Escrevia esta semana Rui Tavares: «Desprezem Sócrates e Passos Coelho como irrelevâncias que são. Imprimam folhetos em alemão e entreguem na embaixada».

a frase soará estranha, mas tem que se lhe diga. é a senhora merkel a verdadeira responsável pela austeridade doméstica? sim e não só sim.

sim. a estratégia monetária e orçamental da união europeia assenta na hipótese de as exportações alemãs relançarem não apenas a economia alemã, mas toda a europa. para ser ganhadora, esta ‘fezada’ defende, acima de tudo, a competitividade internacional da máquina germânica que tem uma mão cheia de bons argumentos – boa investigação, superioridade tecnológica e organizativa, qualificação do trabalho e mais o que queira imaginar. contudo, o mundo encontra-se em fase de ‘asiatização acelerada’. é por isso que as exportações alemãs também vivem de uma política fiscal favorável, de um euro que é um prolongamento do marco e, principalmente, da contenção salarial.

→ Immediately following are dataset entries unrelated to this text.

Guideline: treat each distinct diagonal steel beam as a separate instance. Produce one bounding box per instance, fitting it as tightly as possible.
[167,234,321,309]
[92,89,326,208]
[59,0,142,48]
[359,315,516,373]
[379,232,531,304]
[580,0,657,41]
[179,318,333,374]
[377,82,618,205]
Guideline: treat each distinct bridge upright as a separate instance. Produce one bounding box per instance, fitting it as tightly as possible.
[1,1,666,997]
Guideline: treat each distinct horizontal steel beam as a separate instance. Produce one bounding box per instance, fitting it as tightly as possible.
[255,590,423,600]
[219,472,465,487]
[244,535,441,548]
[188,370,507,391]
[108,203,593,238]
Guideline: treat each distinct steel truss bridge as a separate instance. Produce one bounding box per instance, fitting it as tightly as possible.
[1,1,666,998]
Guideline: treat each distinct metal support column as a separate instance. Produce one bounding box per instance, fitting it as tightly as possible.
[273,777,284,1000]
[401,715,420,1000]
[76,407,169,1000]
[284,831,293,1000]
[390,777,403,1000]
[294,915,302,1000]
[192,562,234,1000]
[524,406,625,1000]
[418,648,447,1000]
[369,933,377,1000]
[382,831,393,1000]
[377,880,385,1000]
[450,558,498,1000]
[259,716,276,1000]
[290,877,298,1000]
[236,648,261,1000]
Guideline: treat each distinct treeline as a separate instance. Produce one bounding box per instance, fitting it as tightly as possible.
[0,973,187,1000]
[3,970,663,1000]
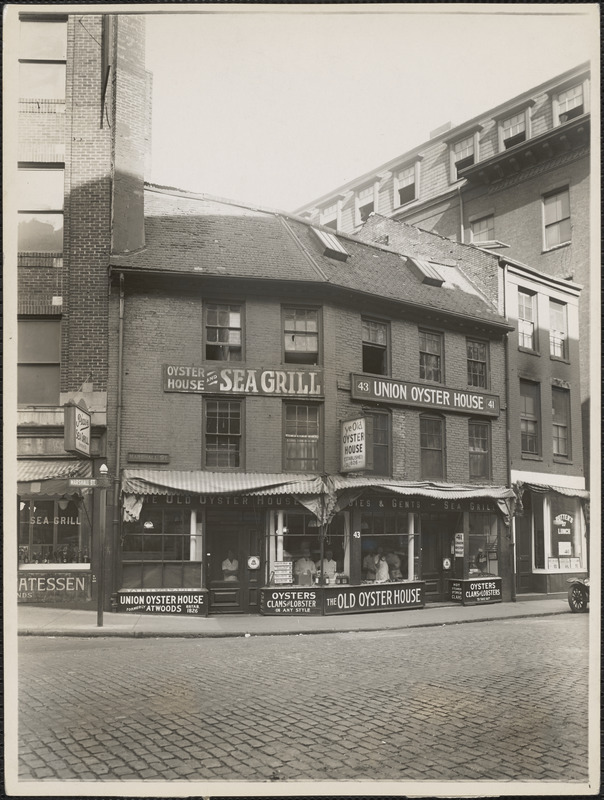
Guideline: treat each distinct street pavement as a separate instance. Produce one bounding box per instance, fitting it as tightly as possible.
[14,612,591,790]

o aperto nos salários está a comprimir o consumo privado um pouco por toda a europa e muito em alguma europa. isto não será trágico para berlim nem para as capitais com excedentes comerciais fortes. esta europa compensa o fraco crescimento do seu consumo privado com a agressividade nas exportações para o resto do mundo. mas para portugal, que exporta principalmente para a europa, a quebra na procura de bens estrangula milhares de empresas.

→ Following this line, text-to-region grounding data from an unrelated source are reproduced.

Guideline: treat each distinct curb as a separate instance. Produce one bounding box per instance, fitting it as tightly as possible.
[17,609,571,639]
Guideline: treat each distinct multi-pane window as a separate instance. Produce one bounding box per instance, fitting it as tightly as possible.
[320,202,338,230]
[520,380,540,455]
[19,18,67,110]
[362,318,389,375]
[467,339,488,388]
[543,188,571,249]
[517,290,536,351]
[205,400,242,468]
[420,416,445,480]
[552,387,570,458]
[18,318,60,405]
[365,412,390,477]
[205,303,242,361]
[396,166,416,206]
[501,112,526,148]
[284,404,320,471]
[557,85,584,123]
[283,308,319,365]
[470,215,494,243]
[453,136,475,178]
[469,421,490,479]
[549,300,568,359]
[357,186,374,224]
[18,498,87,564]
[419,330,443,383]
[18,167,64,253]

o drama das políticas de austeridade na europa é este: só se salvam os países com excedentes comerciais significativos. os que têm um tecido empresarial frágil, produzindo principalmente para destinatários domésticos e com exportações viradas para curtas distâncias, autocondenam-se a uma espiral negativa. recorrem à desvalorização dos salários e a fracos níveis de fiscalidade sobre as empresas para compensarem a moeda que já não têm.

eis porque a hipótese da senhora merkel é a nossa tragédia. explicar isto em bom alemão à sua embaixada é uma boa ideia.

mas ela não absolve sócrates, cavaco silva ou passos coelho. desde logo, porque na europa eles se calam e apenas passam por bons alunos de uma má política. depois, porque no plano doméstico tinham o dever de fazer escolhas socialmente mais equilibradas e decentes, evitando penalizar o investimento e o consumo privado em nome do emprego.

não fazendo nem uma coisa nem outra, também não podem esperar que cessem os ataques especulativos à nossa própria dívida. com efeito, esta política limita-se a esvaziar algibeiras cada vez mais vazias. o folheto também deve ser escrito em bom português.